Der Zweck der Einführung digitaler Akten besteht darin, Effizienzvorteile zu erreichen, wie eine schnellere Suche, einfachere Zusammenarbeit und bessere Organisation. Die parallele Führung von Papier- und e-Akten macht diese Vorteile zunichte.
So gehen Sie bei der Einführung der e-Akte vor
Die Erfahrung zeigt, dass die direkte Umstellung von Papierakte auf e-Akte zielführender ist. Dadurch können sich die Mitarbeiter voll auf die e-Akte und die Nachdigitalisierung konzentrieren.

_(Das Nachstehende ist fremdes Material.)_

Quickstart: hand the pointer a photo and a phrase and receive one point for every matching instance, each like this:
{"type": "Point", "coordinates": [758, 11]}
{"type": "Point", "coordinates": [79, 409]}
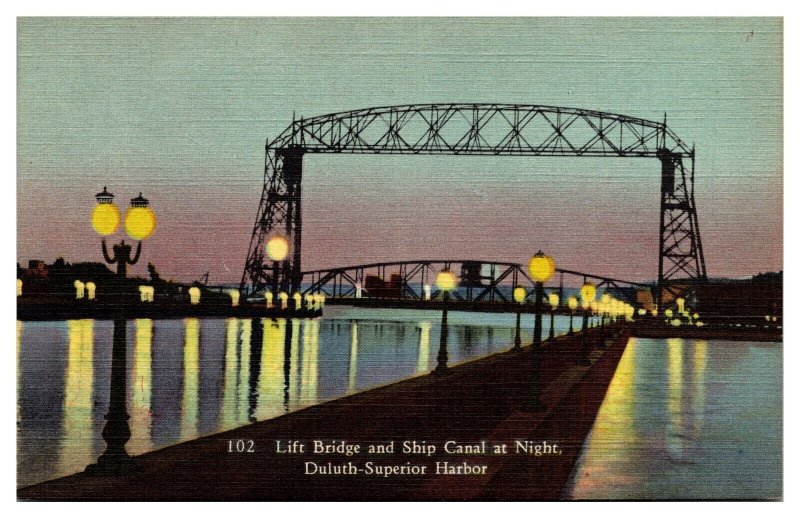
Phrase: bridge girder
{"type": "Point", "coordinates": [471, 129]}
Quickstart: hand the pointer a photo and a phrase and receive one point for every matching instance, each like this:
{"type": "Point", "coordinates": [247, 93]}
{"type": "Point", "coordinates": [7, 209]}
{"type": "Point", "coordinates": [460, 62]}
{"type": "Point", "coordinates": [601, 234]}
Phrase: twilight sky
{"type": "Point", "coordinates": [180, 109]}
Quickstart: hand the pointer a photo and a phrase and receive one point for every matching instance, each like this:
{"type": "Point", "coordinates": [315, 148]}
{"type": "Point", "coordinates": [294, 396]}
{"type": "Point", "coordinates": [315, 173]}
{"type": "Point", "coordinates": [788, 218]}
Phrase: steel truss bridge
{"type": "Point", "coordinates": [472, 129]}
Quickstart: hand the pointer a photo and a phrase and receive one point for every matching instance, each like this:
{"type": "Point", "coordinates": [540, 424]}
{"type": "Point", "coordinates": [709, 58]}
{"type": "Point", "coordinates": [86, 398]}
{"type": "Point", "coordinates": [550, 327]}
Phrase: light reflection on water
{"type": "Point", "coordinates": [194, 377]}
{"type": "Point", "coordinates": [687, 419]}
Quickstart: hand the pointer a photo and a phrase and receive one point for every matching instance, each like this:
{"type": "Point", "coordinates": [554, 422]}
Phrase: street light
{"type": "Point", "coordinates": [553, 299]}
{"type": "Point", "coordinates": [588, 293]}
{"type": "Point", "coordinates": [277, 248]}
{"type": "Point", "coordinates": [519, 297]}
{"type": "Point", "coordinates": [140, 223]}
{"type": "Point", "coordinates": [446, 281]}
{"type": "Point", "coordinates": [541, 268]}
{"type": "Point", "coordinates": [572, 303]}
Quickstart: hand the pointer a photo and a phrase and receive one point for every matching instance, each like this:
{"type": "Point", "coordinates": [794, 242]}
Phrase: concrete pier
{"type": "Point", "coordinates": [476, 406]}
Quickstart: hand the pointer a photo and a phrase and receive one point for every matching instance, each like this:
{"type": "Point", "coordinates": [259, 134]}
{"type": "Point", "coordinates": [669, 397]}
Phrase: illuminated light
{"type": "Point", "coordinates": [572, 302]}
{"type": "Point", "coordinates": [194, 295]}
{"type": "Point", "coordinates": [140, 222]}
{"type": "Point", "coordinates": [277, 248]}
{"type": "Point", "coordinates": [105, 218]}
{"type": "Point", "coordinates": [588, 293]}
{"type": "Point", "coordinates": [91, 289]}
{"type": "Point", "coordinates": [541, 267]}
{"type": "Point", "coordinates": [79, 289]}
{"type": "Point", "coordinates": [446, 280]}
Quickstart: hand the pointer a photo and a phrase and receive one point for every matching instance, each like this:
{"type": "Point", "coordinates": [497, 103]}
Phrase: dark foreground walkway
{"type": "Point", "coordinates": [475, 404]}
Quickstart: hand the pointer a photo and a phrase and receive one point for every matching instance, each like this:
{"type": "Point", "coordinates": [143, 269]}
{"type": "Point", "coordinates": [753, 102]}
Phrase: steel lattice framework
{"type": "Point", "coordinates": [473, 129]}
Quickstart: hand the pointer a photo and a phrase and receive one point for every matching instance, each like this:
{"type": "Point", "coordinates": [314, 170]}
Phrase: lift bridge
{"type": "Point", "coordinates": [467, 129]}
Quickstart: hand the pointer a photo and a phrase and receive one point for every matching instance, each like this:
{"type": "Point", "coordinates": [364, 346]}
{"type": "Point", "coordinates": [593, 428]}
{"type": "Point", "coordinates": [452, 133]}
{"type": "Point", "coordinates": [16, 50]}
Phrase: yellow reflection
{"type": "Point", "coordinates": [142, 382]}
{"type": "Point", "coordinates": [19, 372]}
{"type": "Point", "coordinates": [351, 382]}
{"type": "Point", "coordinates": [308, 369]}
{"type": "Point", "coordinates": [270, 379]}
{"type": "Point", "coordinates": [424, 347]}
{"type": "Point", "coordinates": [675, 428]}
{"type": "Point", "coordinates": [699, 397]}
{"type": "Point", "coordinates": [229, 415]}
{"type": "Point", "coordinates": [191, 378]}
{"type": "Point", "coordinates": [77, 449]}
{"type": "Point", "coordinates": [243, 382]}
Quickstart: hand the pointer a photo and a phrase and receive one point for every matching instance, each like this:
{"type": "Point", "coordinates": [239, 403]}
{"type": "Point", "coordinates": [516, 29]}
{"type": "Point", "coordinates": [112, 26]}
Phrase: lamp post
{"type": "Point", "coordinates": [541, 268]}
{"type": "Point", "coordinates": [519, 297]}
{"type": "Point", "coordinates": [572, 303]}
{"type": "Point", "coordinates": [588, 292]}
{"type": "Point", "coordinates": [140, 223]}
{"type": "Point", "coordinates": [553, 299]}
{"type": "Point", "coordinates": [277, 249]}
{"type": "Point", "coordinates": [445, 281]}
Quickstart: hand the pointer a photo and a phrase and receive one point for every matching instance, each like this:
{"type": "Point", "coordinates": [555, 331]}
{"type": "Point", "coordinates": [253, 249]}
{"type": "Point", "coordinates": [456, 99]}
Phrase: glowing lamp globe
{"type": "Point", "coordinates": [446, 280]}
{"type": "Point", "coordinates": [105, 218]}
{"type": "Point", "coordinates": [572, 302]}
{"type": "Point", "coordinates": [277, 248]}
{"type": "Point", "coordinates": [541, 267]}
{"type": "Point", "coordinates": [588, 292]}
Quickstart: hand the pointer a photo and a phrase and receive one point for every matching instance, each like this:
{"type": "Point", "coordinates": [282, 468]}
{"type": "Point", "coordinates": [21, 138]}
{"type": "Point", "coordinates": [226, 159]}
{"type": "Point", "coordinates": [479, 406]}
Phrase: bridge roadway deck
{"type": "Point", "coordinates": [475, 401]}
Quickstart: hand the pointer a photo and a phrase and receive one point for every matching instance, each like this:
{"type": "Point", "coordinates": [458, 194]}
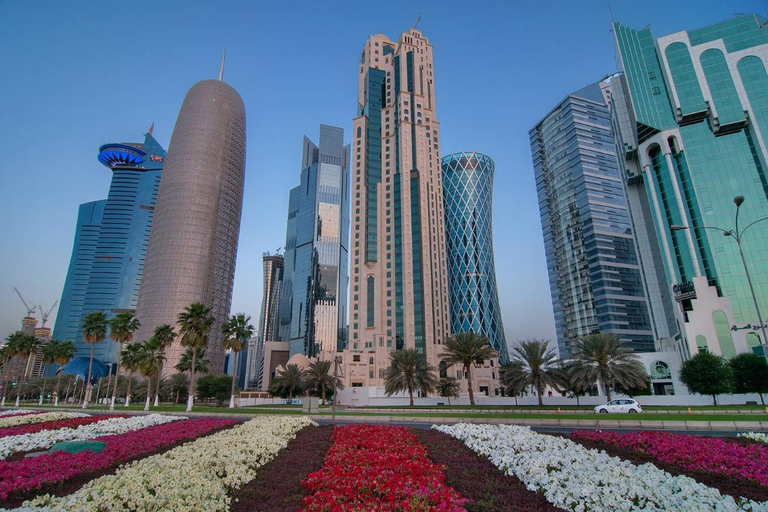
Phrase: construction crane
{"type": "Point", "coordinates": [30, 310]}
{"type": "Point", "coordinates": [45, 315]}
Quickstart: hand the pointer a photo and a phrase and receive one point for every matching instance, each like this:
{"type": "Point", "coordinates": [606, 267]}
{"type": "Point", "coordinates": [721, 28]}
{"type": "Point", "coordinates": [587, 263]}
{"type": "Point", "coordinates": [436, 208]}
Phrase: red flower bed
{"type": "Point", "coordinates": [379, 468]}
{"type": "Point", "coordinates": [691, 452]}
{"type": "Point", "coordinates": [55, 425]}
{"type": "Point", "coordinates": [35, 472]}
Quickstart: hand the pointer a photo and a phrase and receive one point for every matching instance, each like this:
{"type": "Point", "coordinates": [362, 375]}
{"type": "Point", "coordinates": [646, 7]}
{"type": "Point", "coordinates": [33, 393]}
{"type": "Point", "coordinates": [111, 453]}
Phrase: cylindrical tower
{"type": "Point", "coordinates": [473, 297]}
{"type": "Point", "coordinates": [193, 243]}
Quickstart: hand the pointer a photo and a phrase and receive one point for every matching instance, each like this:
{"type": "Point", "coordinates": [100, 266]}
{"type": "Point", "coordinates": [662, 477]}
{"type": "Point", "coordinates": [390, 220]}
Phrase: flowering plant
{"type": "Point", "coordinates": [380, 468]}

Neue Akten sollten Ihre Mitarbeiter sofort nur digital anlegen. Ältere (Papier-)Akten sollten sie beiziehen, bis diese vollständig digitalisiert sind. Damit Sie und die Mitarbeiter den Überblick behalten, sollten Sie an die entsprechende Stelle einen Vermerk heften: „Ab hier nur noch digital“. Analoge Dokumente heften Sie oder Ihre Mitarbeiter gar nicht mehr ein.

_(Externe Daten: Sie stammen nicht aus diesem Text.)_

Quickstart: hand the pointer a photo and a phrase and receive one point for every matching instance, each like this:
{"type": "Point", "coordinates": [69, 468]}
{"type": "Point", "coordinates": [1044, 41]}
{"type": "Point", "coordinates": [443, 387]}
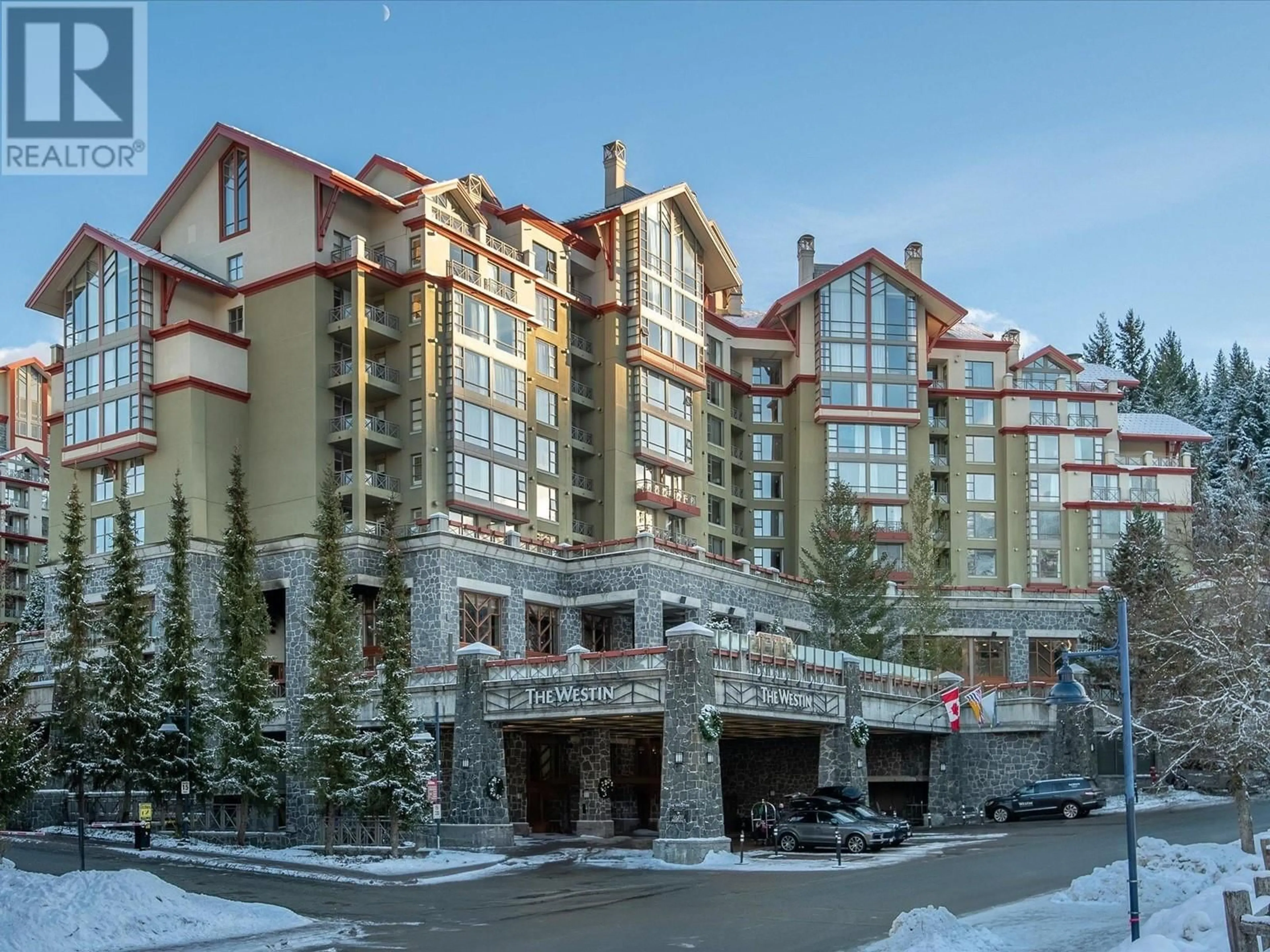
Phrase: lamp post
{"type": "Point", "coordinates": [1070, 692]}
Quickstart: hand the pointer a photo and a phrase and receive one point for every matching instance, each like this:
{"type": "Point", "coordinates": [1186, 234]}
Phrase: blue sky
{"type": "Point", "coordinates": [1056, 160]}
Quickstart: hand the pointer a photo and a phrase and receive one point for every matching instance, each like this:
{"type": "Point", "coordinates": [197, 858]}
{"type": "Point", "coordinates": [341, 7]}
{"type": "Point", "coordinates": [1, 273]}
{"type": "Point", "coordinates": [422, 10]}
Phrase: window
{"type": "Point", "coordinates": [547, 455]}
{"type": "Point", "coordinates": [479, 619]}
{"type": "Point", "coordinates": [769, 485]}
{"type": "Point", "coordinates": [766, 374]}
{"type": "Point", "coordinates": [978, 375]}
{"type": "Point", "coordinates": [981, 525]}
{"type": "Point", "coordinates": [770, 559]}
{"type": "Point", "coordinates": [888, 441]}
{"type": "Point", "coordinates": [548, 503]}
{"type": "Point", "coordinates": [547, 407]}
{"type": "Point", "coordinates": [769, 524]}
{"type": "Point", "coordinates": [846, 437]}
{"type": "Point", "coordinates": [981, 563]}
{"type": "Point", "coordinates": [1046, 525]}
{"type": "Point", "coordinates": [1043, 487]}
{"type": "Point", "coordinates": [981, 487]}
{"type": "Point", "coordinates": [980, 413]}
{"type": "Point", "coordinates": [1043, 449]}
{"type": "Point", "coordinates": [768, 447]}
{"type": "Point", "coordinates": [765, 409]}
{"type": "Point", "coordinates": [981, 450]}
{"type": "Point", "coordinates": [714, 470]}
{"type": "Point", "coordinates": [714, 431]}
{"type": "Point", "coordinates": [1089, 450]}
{"type": "Point", "coordinates": [895, 395]}
{"type": "Point", "coordinates": [1044, 564]}
{"type": "Point", "coordinates": [545, 310]}
{"type": "Point", "coordinates": [714, 511]}
{"type": "Point", "coordinates": [103, 534]}
{"type": "Point", "coordinates": [545, 357]}
{"type": "Point", "coordinates": [235, 193]}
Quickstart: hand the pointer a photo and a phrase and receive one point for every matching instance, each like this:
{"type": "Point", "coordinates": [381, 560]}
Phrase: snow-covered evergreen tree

Die Nachdigitalisierung können z. B. Aushilfen (Studenten oder Schüler) übernehmen. Sobald der bisherige Aktenteil als (durchgehendes und durchsuchbares) PDF-Dokument eingescannt ist, kann das Papier vernichtet oder ggf. archiviert werden, wenn Sie unsicher sind. Bei dem Einscannen neuer, analog eintreffender Dokumente müssen die Mitarbeiter diese „richtig“ benennen: mit Aktenzeichen, Art des Dokuments (Urteil, Schriftsatz usw.) und einem Datum. Um die Dokumente schnell zu finden, bieten sich zudem elektronische Verweise oder Notizen auf den Scan-Kopien an.

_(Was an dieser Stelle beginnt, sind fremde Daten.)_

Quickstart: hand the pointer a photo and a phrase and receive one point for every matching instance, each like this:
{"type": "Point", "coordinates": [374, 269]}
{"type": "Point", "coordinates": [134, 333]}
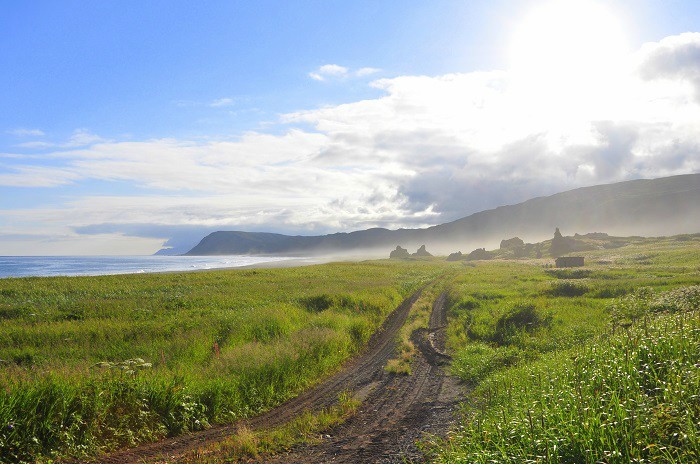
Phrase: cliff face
{"type": "Point", "coordinates": [664, 206]}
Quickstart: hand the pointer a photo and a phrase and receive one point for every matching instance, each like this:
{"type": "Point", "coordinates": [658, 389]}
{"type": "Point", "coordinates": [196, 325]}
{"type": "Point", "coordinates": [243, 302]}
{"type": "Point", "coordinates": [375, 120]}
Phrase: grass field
{"type": "Point", "coordinates": [93, 363]}
{"type": "Point", "coordinates": [593, 365]}
{"type": "Point", "coordinates": [597, 364]}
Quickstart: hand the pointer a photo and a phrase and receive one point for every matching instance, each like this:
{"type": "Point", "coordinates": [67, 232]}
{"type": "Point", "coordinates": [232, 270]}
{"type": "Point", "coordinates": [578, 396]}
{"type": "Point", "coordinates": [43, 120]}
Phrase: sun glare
{"type": "Point", "coordinates": [569, 37]}
{"type": "Point", "coordinates": [565, 57]}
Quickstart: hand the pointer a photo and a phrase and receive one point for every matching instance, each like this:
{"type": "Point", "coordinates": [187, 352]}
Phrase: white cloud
{"type": "Point", "coordinates": [328, 71]}
{"type": "Point", "coordinates": [674, 58]}
{"type": "Point", "coordinates": [79, 138]}
{"type": "Point", "coordinates": [431, 149]}
{"type": "Point", "coordinates": [362, 72]}
{"type": "Point", "coordinates": [26, 132]}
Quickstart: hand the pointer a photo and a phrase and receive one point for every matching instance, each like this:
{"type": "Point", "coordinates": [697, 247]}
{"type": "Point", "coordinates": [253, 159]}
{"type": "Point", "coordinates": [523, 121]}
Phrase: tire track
{"type": "Point", "coordinates": [357, 374]}
{"type": "Point", "coordinates": [397, 412]}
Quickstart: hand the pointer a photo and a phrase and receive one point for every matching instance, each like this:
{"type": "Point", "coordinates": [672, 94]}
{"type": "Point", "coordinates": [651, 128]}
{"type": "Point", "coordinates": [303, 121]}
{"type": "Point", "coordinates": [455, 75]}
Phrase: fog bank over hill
{"type": "Point", "coordinates": [664, 206]}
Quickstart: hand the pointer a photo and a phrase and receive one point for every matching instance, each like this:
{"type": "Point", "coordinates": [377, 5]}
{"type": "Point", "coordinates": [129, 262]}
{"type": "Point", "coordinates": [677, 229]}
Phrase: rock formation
{"type": "Point", "coordinates": [422, 252]}
{"type": "Point", "coordinates": [399, 253]}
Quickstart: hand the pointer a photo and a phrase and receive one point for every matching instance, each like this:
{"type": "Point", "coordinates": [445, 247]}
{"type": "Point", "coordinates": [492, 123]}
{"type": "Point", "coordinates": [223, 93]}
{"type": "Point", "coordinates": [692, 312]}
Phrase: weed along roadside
{"type": "Point", "coordinates": [59, 401]}
{"type": "Point", "coordinates": [584, 365]}
{"type": "Point", "coordinates": [498, 361]}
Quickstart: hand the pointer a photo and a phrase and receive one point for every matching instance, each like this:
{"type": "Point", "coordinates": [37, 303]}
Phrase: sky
{"type": "Point", "coordinates": [130, 125]}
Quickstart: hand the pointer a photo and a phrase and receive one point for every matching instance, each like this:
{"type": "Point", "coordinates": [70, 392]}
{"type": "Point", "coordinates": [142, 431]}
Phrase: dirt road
{"type": "Point", "coordinates": [396, 409]}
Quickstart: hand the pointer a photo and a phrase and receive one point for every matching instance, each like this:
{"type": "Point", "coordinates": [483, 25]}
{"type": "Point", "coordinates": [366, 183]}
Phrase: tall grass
{"type": "Point", "coordinates": [593, 367]}
{"type": "Point", "coordinates": [90, 364]}
{"type": "Point", "coordinates": [634, 399]}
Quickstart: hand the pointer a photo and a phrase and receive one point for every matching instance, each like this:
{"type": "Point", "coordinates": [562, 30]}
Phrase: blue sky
{"type": "Point", "coordinates": [129, 123]}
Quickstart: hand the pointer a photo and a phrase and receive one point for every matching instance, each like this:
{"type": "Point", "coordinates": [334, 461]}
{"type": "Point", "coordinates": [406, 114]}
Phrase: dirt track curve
{"type": "Point", "coordinates": [396, 410]}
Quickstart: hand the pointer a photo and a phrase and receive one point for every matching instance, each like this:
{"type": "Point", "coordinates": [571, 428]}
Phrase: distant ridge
{"type": "Point", "coordinates": [647, 207]}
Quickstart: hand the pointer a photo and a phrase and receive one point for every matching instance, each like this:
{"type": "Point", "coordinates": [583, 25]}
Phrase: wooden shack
{"type": "Point", "coordinates": [569, 261]}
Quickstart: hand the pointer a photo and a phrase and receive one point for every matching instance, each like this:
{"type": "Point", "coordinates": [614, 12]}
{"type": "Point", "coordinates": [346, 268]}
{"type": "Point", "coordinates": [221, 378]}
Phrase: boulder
{"type": "Point", "coordinates": [422, 252]}
{"type": "Point", "coordinates": [515, 242]}
{"type": "Point", "coordinates": [479, 253]}
{"type": "Point", "coordinates": [399, 253]}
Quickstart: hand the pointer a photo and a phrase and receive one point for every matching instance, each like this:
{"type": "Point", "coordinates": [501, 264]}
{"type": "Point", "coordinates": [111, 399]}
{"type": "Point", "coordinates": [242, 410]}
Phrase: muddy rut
{"type": "Point", "coordinates": [396, 410]}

So strukturieren Sie die e-Akte
Die e-Akte bietet im Hinblick auf die Aktenstruktur erhebliche Erleichterungen gegenüber der Papierakte. Papierakten werden entweder kaufmännisch (Aufheftung neuer Schriftstücke) oder – seltener – behördlich (Anheftung neuer Schriftstücke an die Rückseite der Akte) geführt. Auch sachliche Strukturen, also die Zuordnung der Sache nach, z. B. in einen Gerichtsteil, Mandantenverkehr, Kostenrechnungen usw., sind möglich. Unabhängig davon, welches System Sie verwenden, ist es wichtig, dass Sie den Überblick behalten und die gesuchten Dokumente schnell finden. Hierfür gilt:
Praxistipp | Um Anmerkungen oder inhaltliche Bewertungen nicht zu verlieren, Dokumente unnötig lange suchen zu müssen oder die Akte nicht mehr nachvollziehen zu können, gibt es eine einfache Lösung: Verbinden Sie die Aktenhistorie mit der sachlichen Ordnerstruktur. Ihre Mitarbeiter kopieren dazu die jeweils benötigten Dokumente in den jeweiligen Ordner und verschieben diese nicht. So haben Sie zwar die Dokumente im Ergebnis doppelt, aber eben auch eine komplette Aktenhistorie und bestimmte Dokumente für einzelne Aufgaben an die richtige Stelle selektiert. Ihre Mitarbeiter benötigen für das Duplizieren nicht viel mehr Arbeitszeit, wenngleich sie aufmerksamer arbeiten müssen. Dieses Vorgehen benötigt auch etwas mehr Speicherplatz. In der heutigen Zeit, in der Speichermedien und Clouds immer mehr Speicherplatz bieten, dürfte sich das aber kaum bemerkbar machen. |
- Wenn Sie eine Akte kontinuierlich bearbeiten, ist es wichtig, dass Sie die aktuellen Dokumente schnell finden. Deshalb bietet sich zum Bearbeiten die kaufmännische Ansicht an.
- Arbeiten Sie sich dagegen in eine Akte neu ein, bietet sich die behördliche Struktur an. Dann können Sie die Akte wie ein Buch lesen. Dies ist auch mit einer Ordner-/Unterordnerstruktur möglich, indem Sie das Datum rückwärts an den Anfang des Dokumentennamens setzen, also Jahr-Monat-Tag_Name.Mit Anwaltssoftware zwischen Ansichten leicht hin- und herwechseln
- Für Gerichtstermine ist eine sachliche Struktur empfehlenswert. Bei Papierakten konnten Sie dafür Post-its an die entsprechenden Schriftsätzen kleben – teilweise nach Thema in unterschiedlicher Farbe. Eine Anwaltssoftware beinhaltet in der Regel auch die Möglichkeit, einzelne Dokumente zur besseren Übersicht farblich zu markieren (z. B. gerichtliche Schriftsätze orange, Kostensachen grün usw.).
- Alternativ können Sie diese Struktur herstellen, indem Sie sich verschiedene Unterordner anlegen, z. B. einen Ordner für den Gerichtsteil, einen weiteren für den Schriftverkehr mit dem Mandanten, einen mit Kostenrechnungen.